2020 is coming up fast, but did you know it is predicted that by then, 85% of customer service interactions will be powered by AI bots? Did you also know that by 2020, 100 million consumers are expected to shop using AR technology? The use of AI in commerce is the future of customer experience – are you using it to the best of its ability?

Maximize the use of AI in Commerce to Improve Customer Experience

Maximize the use of AI in Commerce to Improve Customer Experience

The use of AI in commerce has so much potential in part because AI is a chameleon — it morphs and adapts depending on consumers’ needs. Perhaps AI’s greatest trick though, is how it plays a dual role of being both a money-maker and, a money saver. For example, augmented reality is as close to a living, breathing purchase experience a customer can get. From an operational standpoint, integrating AI into data analysis means infinitely more information can be processed than a human being could handle, freeing up more time for your team to spend engaging and selling to customers.

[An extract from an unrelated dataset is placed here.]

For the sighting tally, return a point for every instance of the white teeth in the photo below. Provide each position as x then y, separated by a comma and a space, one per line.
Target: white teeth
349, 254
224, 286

In this article Elastic Path share the three main areas within AI you should focus your attention right now to maximize its effectiveness, how leading brands are using AI to not only deeply engage their customers but also eliminate major pain points their customers are experiencing and, how you can understand the digital maturity of your team in relation to effectively leveraging all that artificial intelligence has to offer in the future of customer experience.

Content Summary

Professional vs. public perceptions
Voice assistants and chatbots: Smarter than the average bear
Current best use: Sephora unleashes a robust beauty tool
Augmented reality: Moving beyond awkward headsets
Current best use: Zara invites “models” into its stores
Predictive preferences: Tell me what you want… or don’t
Current best use: The nine phases of Amazon’s on-site recommendations
Conclusion: Assessing your state of AI-readiness


Commerce is moving in an increasingly AI-centric direction and by 2020, artificial intelligence (AI) bots will power 85 percent of customer service interactions. Considering that is just around the corner, it’s in everyone’s best interest to get started with implementing or improving their use of AI in the customer experience.

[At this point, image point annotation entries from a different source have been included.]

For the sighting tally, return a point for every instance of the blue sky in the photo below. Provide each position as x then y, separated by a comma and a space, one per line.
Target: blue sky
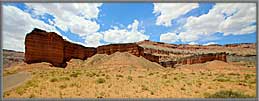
179, 24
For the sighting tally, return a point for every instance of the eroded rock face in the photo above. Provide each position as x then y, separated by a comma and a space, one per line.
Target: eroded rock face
77, 51
203, 58
41, 46
129, 47
151, 57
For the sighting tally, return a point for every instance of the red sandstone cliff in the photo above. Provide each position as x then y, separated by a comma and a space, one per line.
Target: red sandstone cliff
42, 46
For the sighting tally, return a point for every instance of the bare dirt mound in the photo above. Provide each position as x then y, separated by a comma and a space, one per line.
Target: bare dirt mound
120, 60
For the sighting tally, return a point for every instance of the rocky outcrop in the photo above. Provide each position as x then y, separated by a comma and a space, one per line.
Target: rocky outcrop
196, 59
203, 58
77, 51
168, 64
42, 46
128, 47
151, 57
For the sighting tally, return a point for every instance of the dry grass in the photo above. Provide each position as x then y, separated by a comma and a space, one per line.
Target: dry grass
133, 79
193, 81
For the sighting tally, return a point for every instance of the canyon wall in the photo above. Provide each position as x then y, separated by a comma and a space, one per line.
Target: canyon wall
42, 46
196, 59
128, 47
202, 58
151, 57
77, 51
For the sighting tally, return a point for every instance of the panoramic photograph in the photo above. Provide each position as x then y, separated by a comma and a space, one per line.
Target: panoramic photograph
129, 50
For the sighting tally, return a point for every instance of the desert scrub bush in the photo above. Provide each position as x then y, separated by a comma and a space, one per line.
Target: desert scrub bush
144, 87
129, 78
63, 86
164, 76
31, 83
118, 75
20, 90
53, 80
151, 74
74, 74
228, 94
222, 79
32, 95
64, 78
100, 80
90, 74
234, 74
75, 85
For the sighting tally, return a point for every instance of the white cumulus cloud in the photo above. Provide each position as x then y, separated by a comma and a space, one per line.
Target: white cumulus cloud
169, 37
229, 19
117, 35
16, 24
193, 43
210, 43
168, 11
74, 16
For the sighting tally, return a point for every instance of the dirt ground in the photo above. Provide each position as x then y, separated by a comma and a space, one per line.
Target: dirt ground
113, 77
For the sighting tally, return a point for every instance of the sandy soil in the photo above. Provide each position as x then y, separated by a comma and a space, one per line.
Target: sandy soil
122, 75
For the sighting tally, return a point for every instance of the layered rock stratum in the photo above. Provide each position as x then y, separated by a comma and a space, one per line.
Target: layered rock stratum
42, 46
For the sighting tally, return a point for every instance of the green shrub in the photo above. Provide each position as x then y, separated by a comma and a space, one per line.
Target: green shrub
119, 75
64, 78
222, 79
129, 78
74, 75
228, 94
63, 86
144, 87
53, 80
100, 80
151, 74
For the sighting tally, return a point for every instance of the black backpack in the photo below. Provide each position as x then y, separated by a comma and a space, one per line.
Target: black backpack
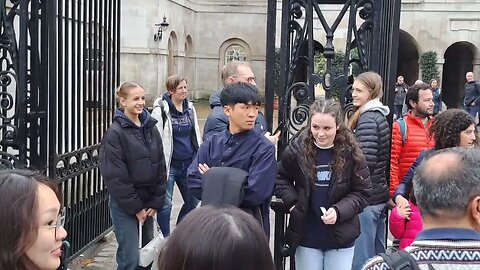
401, 260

The partnership between AI and commerce has so much potential in part because AI is a chameleon — it morphs and adapts depending on consumers’ needs. Most organizations see AI as a cost-savings strategy but unfortunately some are already losing revenue due to poor customer experience. In this case, the opportunity for AI is clear. Improving the customer experience through the use of AI will result in less customer turnover, establishing a cost-saving strategy to increase sales and improve profit margins.

In this article, we’ll identify the three key areas commerce companies should focus on right now if they want to ensure a successful future using AI in the customer experience: Voice assistants/chatbots, augmented reality (AR) and predictive technology. We’ll share actionable takeaways based on real-world success stories and the common pitfalls to avoid in your own implementation of AI.

Professional vs. public perceptions

The role of AI in commerce was borne of chaos in a rapidly changing world. Once brands gained the ability to sell products directly to consumers (think: buying your jeans directly from Levi’s), third-party vendors began slashing prices to keep up. While scrambling to stay afloat in this new fiscal world, retailers started losing sight of the customer experience and at the same time, losing consumer loyalty.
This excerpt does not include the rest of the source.